Malgré leur rôle important dans le développement socio-économique du pays, elles sont gérées d’une manière non durable. Les bilans établis pour les principales nappes du pays montrent que le volume d’eau souterraine prélevée dépasse largement le volume renouvelable du fait que l’accès à ces ressources est facile alors que le contrôle est très difficile.
Cette surexploitation s’est traduite essentiellement par la baisse des niveaux piézométriques, la réduction des débits des sources et la dégradation de la qualité des eaux souterraines dans certains secteurs côtiers à cause de l’intrusion marine.
Pour faire face à cette surexploitation, un nouveau mode de gouvernance est instauré.

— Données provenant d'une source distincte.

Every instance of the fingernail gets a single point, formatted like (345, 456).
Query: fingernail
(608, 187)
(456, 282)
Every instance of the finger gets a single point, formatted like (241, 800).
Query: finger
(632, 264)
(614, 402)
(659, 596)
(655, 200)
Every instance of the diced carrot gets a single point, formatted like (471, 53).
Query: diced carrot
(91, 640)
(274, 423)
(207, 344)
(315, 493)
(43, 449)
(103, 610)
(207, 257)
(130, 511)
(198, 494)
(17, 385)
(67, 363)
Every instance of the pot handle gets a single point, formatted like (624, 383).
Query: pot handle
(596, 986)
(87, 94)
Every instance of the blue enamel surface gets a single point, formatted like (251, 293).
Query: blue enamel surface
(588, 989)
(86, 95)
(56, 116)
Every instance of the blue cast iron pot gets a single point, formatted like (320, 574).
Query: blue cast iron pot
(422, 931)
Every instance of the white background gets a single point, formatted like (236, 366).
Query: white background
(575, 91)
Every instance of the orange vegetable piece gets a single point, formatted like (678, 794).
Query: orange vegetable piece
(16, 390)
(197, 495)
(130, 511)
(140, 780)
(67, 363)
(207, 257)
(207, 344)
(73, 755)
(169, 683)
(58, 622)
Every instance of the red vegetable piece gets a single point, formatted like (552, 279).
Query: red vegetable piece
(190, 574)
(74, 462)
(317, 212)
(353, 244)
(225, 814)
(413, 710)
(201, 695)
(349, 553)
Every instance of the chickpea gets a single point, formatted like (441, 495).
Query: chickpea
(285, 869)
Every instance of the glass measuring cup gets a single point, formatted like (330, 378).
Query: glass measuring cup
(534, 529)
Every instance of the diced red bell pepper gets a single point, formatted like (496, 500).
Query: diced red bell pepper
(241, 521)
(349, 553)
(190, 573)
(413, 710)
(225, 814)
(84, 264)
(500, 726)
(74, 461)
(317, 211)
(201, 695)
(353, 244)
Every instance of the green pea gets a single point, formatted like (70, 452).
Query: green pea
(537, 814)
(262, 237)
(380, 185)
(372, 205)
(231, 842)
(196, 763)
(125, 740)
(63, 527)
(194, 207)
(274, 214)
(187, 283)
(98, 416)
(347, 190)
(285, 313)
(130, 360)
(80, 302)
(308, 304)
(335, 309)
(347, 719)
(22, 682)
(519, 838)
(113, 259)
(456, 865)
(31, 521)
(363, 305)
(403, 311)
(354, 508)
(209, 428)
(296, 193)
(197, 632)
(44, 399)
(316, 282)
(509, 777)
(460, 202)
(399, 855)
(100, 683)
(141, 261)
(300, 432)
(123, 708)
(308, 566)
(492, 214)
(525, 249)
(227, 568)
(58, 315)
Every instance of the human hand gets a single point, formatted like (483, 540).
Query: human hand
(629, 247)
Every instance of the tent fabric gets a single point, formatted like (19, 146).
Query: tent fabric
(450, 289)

Ce dernier privilégie la participation, l’implication et la responsabilisation des différents acteurs dans un cadre contractuel, "le contrat de nappe". Ce document fixera les responsabilités, les droits et les obligations des usagers de l’eau de l’administration et des différents intervenants concernés.
-Quelles sont les solutions que votre ministère va mettre en place pour anticiper ces problèmes dans les prochaines années?
-Pour renforcer le processus de planification et de gestion intégrée des ressources en eau et relever les défis majeurs liés au secteur de l’eau, le Secrétariat d’Etat chargé de l’Eau, en concertation avec l’ensemble des partenaires, a élaboré le Plan National de l’Eau.
Ce programme repose sur 3 piliers, à savoir:
• La gestion de la demande et la valorisation de l’eau: Cela passe à travers la maîtrise de la demande en eau, la réduction des pertes d’eau et l’amélioration des efficiences.
•La gestion et le développement de l’offre: à travers la mobilisation des eaux de surface par les grands barrages (14 barrages en cours et 36 programmés), le transfert de l’eau du Nord vers le Sud, la valorisation des eaux de surface au niveau local par les petits barrages et le recours aux eaux non conventionnelles (dessalement de l’eau de mer, réutilisation des eaux usées épurées).
•La préservation des ressources en eau du milieu naturel et l’adaptation aux changements climatiques.
-Autrement dit, ce problème ne va pas refaire surface durant les prochaines années?
-La diversification des sources d’approvisionnement en eau, eaux conventionnelles et non conventionnelles, et la bonne gestion et la préservation des ressources en eau disponibles, permettra au Maroc d'assurer l'approvisionnement en eau dans les différentes conditions climatiques, surtout en période de sécheresse.
Le Secrétariat d’Etat chargé de l’Eau entame actuellement le processus de révision du Plan National de l’Eau pour tenir compte de la nouvelle loi sur l’eau et des changements ayant impactés le cycle de l’eau.